1975–1979 communist political party in Ethiopia

The Labour League (Amharic: የወዛደር ሊግ), generally known by its Amharic name Waz (Amharic: ወዝ) or the hybrid name Waz League (Amharic: ወዝ ሊግ), was a Marxist organization in Ethiopia active between 1975 and 1979, allied with the Derg military junta. Waz League was founded by Dr. Sennai Likkay, a veteran leader of the student movement (graduate in chemical engineering in the United States and former president of the Ethiopian Students Union of North America).

==Description==
The Waz League claimed a working-class base and shared the populist tendencies of the Ethiopian People's Revolutionary Party. The programme of the Waz League was published in April 1976. Regarding the national question, Waz argued in favour of a regional autonomy formula.

Sennai Likkay served as vice chairman of the 15-member Central Committee of the Provisional Office for Mass Organizational Affairs (POMOA). The Waz League supported the entry of the Seded (the new political organization formed by Derg officers) into POMOA, as means of weakening influence of the All-Ethiopia Socialist Movement (MEISON). On February 26, 1977, the Waz League and four other organizations (MEISON, Seded, Echat and Malerid) founded the Union of Ethiopian Marxist-Leninist Organizations. Sennai Likkay was killed in a shoot-out in the same month (Teferi Banti was killed in the same incident).

However, relations between the Derg and the Waz League went sour. Mengistu began to allege that individuals of the Waz League were working against the revolution. In the second half of 1978 suspicions were raised that the Waz League had infiltrated Seded and come to occupy leading posts in Seded. It was, however, unlikely that the Waz League would have been able to penetrate the inner circle of military leaders of Seded.

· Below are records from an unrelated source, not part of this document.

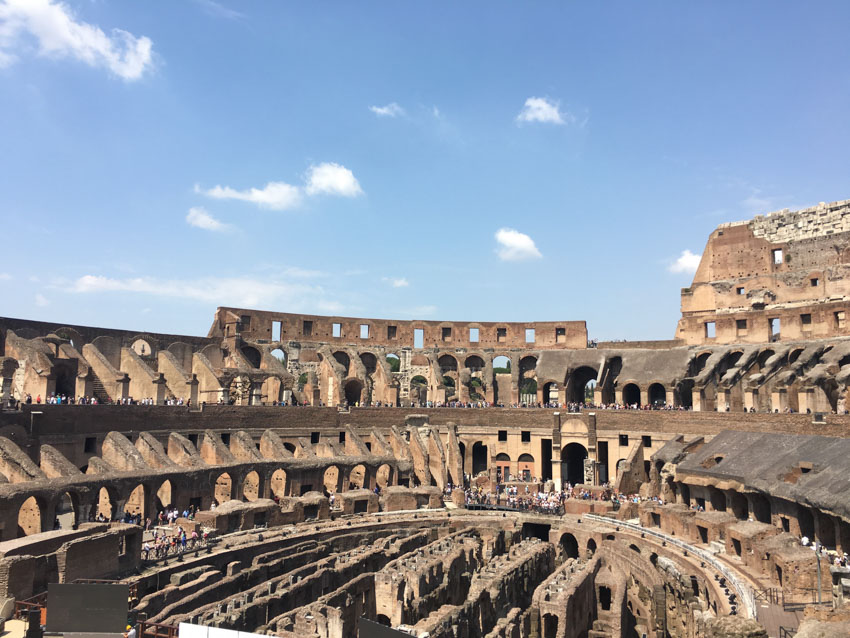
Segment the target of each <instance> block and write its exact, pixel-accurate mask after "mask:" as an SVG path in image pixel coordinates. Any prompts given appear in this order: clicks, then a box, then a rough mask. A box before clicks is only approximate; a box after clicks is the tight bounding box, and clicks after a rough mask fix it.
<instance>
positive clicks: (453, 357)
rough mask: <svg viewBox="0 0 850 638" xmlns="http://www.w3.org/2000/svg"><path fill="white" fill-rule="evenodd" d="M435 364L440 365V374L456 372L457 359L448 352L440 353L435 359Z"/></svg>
mask: <svg viewBox="0 0 850 638" xmlns="http://www.w3.org/2000/svg"><path fill="white" fill-rule="evenodd" d="M437 364H438V365H439V366H440V374H442V375H446V374H449V373H451V372H455V373H456V372H457V359H455V358H454V357H453V356H452V355H450V354H444V355H442V356H441V357H440V358H439V359H437Z"/></svg>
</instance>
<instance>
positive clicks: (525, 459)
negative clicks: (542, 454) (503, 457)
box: [517, 454, 536, 481]
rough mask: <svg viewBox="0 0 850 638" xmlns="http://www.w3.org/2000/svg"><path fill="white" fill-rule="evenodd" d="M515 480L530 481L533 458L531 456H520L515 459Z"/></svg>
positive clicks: (535, 474) (534, 473)
mask: <svg viewBox="0 0 850 638" xmlns="http://www.w3.org/2000/svg"><path fill="white" fill-rule="evenodd" d="M517 474H518V475H519V476H518V477H517V478H519V480H521V481H530V480H531V479H532V478H533V477H534V476H536V474H535V473H534V457H533V456H531V454H520V455H519V458H518V459H517Z"/></svg>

Following the break between the Derg and the Waz League, the Waz League was purged. During the purge, the Waz League was denounced as 'Maoist' by the Derg. On July 10, 1978, Berhane Meskel (captured in Mehaberete) and other Waz League leaders were executed. However whilst some Waz League leaders were killed, others were promoted for supposedly having helped uncover the infiltration plot.

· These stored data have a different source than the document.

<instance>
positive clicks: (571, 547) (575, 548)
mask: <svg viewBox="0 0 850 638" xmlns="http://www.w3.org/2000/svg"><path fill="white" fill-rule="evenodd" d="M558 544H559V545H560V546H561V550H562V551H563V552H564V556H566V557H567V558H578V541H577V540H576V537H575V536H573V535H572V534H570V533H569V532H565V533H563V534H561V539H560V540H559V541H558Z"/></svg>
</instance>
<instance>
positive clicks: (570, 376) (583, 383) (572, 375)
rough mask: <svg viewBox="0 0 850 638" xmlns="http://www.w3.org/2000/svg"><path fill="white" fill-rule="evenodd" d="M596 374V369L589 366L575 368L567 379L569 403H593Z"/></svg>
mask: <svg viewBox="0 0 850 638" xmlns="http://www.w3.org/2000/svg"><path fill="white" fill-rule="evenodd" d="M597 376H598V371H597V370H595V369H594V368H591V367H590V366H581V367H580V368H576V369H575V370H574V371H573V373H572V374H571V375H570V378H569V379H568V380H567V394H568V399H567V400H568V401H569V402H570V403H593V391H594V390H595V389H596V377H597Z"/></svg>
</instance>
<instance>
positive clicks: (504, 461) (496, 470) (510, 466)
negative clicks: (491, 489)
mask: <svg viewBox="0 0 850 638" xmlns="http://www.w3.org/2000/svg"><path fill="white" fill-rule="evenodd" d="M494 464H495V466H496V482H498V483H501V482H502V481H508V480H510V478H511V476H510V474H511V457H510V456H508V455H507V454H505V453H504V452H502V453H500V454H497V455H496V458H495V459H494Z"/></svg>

Several former members of the Waz League later became prominent Workers' Party of Ethiopia leaders. Shimelis Mazengia, Mengistu's speech writer and credited with the invention of many Amharic versions of Marxist terminology, was a former Waz League activist. The Workers' Party of Ethiopia politburo had three former Waz League members; Shimelis Mazengia, Shewandagne Belete (a former POMOA member) and Fasika Sidelil. Two other prominent ex-Waz League figures were Maj Girma Neway (a senior police officer) and Roberto Gigano.